PEP 822: Dedented Multiline String (d-string)

So, this means in practice that users would write:

def hello_paragraph() -> str:
    ____return (
            d"""
    ________<p>
    __________Hello, World!
    ________</p>
    ____    """.strip()
        )

If/when they want "<p>\n__Hello, World!\n</p>"

If that’s the intention, maybe it’s OK?

I kinda wonder if it’s getting almost as verbose as explicit textwrap.dedent()

Perhaps classification and statistics of existing uses for dedent in the wild could be used to justify the chosen dedent level and no-strip policy vs one-strip/all-strip.

Maybe it’s better to rewrite this to be more explicit:

  • dt, df, drf, drt are allowed (as well as equivalent permutations dt, td, df, fd, drf, dfr, rdf, rfd, fdr, frd, drt, dtr, rdt, rtd, tdr, trd)
  • dtf (and equivalent permutations) are not allowed, as tf is not allowed

And

“The d prefix can only be used with triple quoted string literals and templates, """ and ''', because it’s intended for multi-line strings.”

(the way it’s currently written, it’s a bit vague is d"""a""" is actually allowed.

2 Likes

This:

Mixing spaces and tabs in indentation raises a TabError, similar to Python’s own indentation rules.

contradicts with:

s = d"""
--->____Hello
--->____World!
--->__"""  # TabError: mixing spaces and tabs in indentation

Under Python’s indentation rules, it’s perfectly fine to combine spaces and tabs. For example:

if True:
--->____print(1)
--->____print(2)
1
2

What’s not allowed is mixing them “in a way that makes the meaning dependent on the worth of a tab in spaces” (ref).
For example:

if True:
--->____print(1)
____--->print(2)
Traceback (most recent call last):
  ...
IndentationError: unindent does not match any outer indentation level

I suggest instead specifying that each line must

  • start with exactly the whitespace string that’s before the closing triple quote (which will be removed), or
  • contain only some beginning of that whitespace string (resulting in a blank line)
3 Likes

No, you would write

def hello_paragraph() -> str:
    ____return d"""
    ________<p>
    __________Hello, World!
    ________</p>\
    ________"""

if they want "<p>\n__Hello, World!\n</p>"

5 Likes

It seems in Swift, the last \n is also stripped:

let singleLineString = "These are the same."
let multilineString = """
These are the same.
"""

and to get a line break there, you have to include an empty line:

let lineBreaks = """

This string starts with a line break.
It also ends with a line break.

"""

I get that in the unix world, everything should end with a newline, but I wonder whether it isn’t more common in the world of Python to have things not end with a newline.
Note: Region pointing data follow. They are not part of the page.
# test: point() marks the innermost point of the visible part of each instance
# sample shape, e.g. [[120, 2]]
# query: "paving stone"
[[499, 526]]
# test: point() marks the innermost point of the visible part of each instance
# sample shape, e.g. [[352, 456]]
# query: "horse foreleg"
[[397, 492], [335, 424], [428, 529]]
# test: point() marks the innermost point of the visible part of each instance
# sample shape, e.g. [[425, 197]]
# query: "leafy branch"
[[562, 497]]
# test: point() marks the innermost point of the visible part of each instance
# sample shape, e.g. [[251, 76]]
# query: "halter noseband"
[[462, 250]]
I don’t know the answer to this, but it might be a good idea to investigate this.

2 Likes

There is no right answer about that. It’s a matter of preference.

To my eye, Swift example seems there is an empty line at last. I prefer Julia approach.

1 Like

To support multiline string without last newline without using, Julia approach looks better.
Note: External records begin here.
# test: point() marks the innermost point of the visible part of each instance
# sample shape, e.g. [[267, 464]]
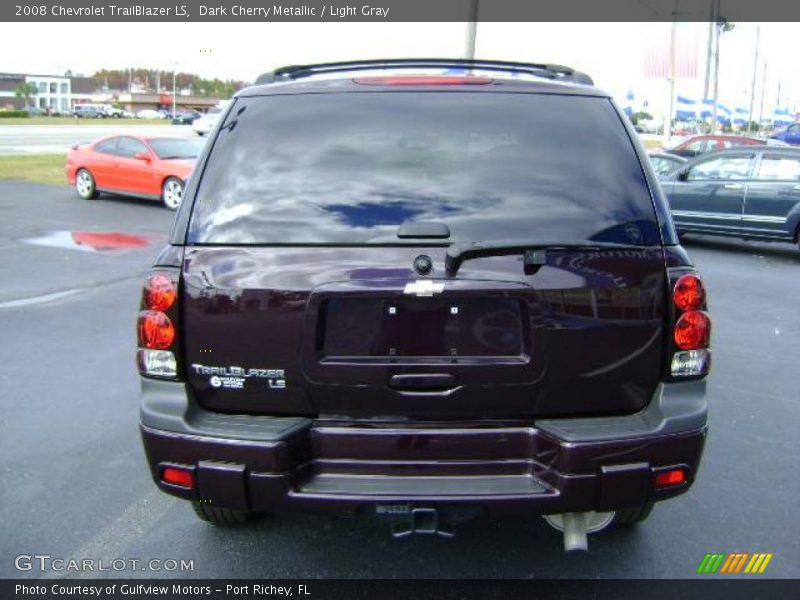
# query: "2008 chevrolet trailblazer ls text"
[[420, 295]]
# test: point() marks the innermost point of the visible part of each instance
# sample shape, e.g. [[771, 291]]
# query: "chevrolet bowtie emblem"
[[424, 287]]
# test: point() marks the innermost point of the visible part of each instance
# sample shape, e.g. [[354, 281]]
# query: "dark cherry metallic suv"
[[419, 295]]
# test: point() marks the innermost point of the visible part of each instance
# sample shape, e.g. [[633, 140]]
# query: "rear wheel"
[[221, 516], [85, 185], [631, 516], [172, 192]]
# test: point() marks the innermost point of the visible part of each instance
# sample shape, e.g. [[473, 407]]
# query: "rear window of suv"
[[349, 168]]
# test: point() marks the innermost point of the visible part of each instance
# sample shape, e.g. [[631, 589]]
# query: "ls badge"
[[424, 288]]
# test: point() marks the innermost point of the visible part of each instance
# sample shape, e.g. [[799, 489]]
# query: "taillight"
[[156, 331], [692, 331], [691, 334], [689, 293], [156, 326], [159, 292], [670, 478], [420, 80], [180, 476]]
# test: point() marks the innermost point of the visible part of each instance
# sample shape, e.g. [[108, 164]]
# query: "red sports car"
[[146, 167]]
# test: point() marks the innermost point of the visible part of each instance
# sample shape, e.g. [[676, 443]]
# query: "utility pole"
[[712, 20], [719, 27], [755, 72], [672, 52], [763, 89], [472, 30]]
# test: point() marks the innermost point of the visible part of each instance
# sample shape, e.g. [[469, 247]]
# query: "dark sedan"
[[748, 192], [186, 117], [702, 144], [664, 163]]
The dedentation level is determined as the longest common starting sequence of spaces or tabs in all lines, excluding the line following the opening """ and lines containing only spaces or tabs (the line containing the closing """ is always included). Then for all lines, excluding the text following the opening """ , the common starting sequence is removed (including lines containing only spaces and tabs if they start with this sequence),

julia> """
        Hello,
        world."""
"Hello,\nworld."

Although “longest common starting sequence of … excluding …” rule is not simple to explain,
it almost same to textwrap.dedent().

If many people think that you should be able to write multiline strings without \, """[:-1], """.rstrip(), or """.removesuffix('\n'), let’s make the dedent width determination the same as Julia.

2 Likes

I personally think being able to control the remaining indentation by dedenting the trailing """ is more useful than being able to remove the trailing newline without a \.

7 Likes

It’s the shortest indent following a literal newline that has non-whitespace on it, i.e. what’s on the same line as """ doesn’t count. Or:

min(re.finditer(r"\n(?P<indent>\w*)\W+",
    key=lambda match: len(match["indent"]))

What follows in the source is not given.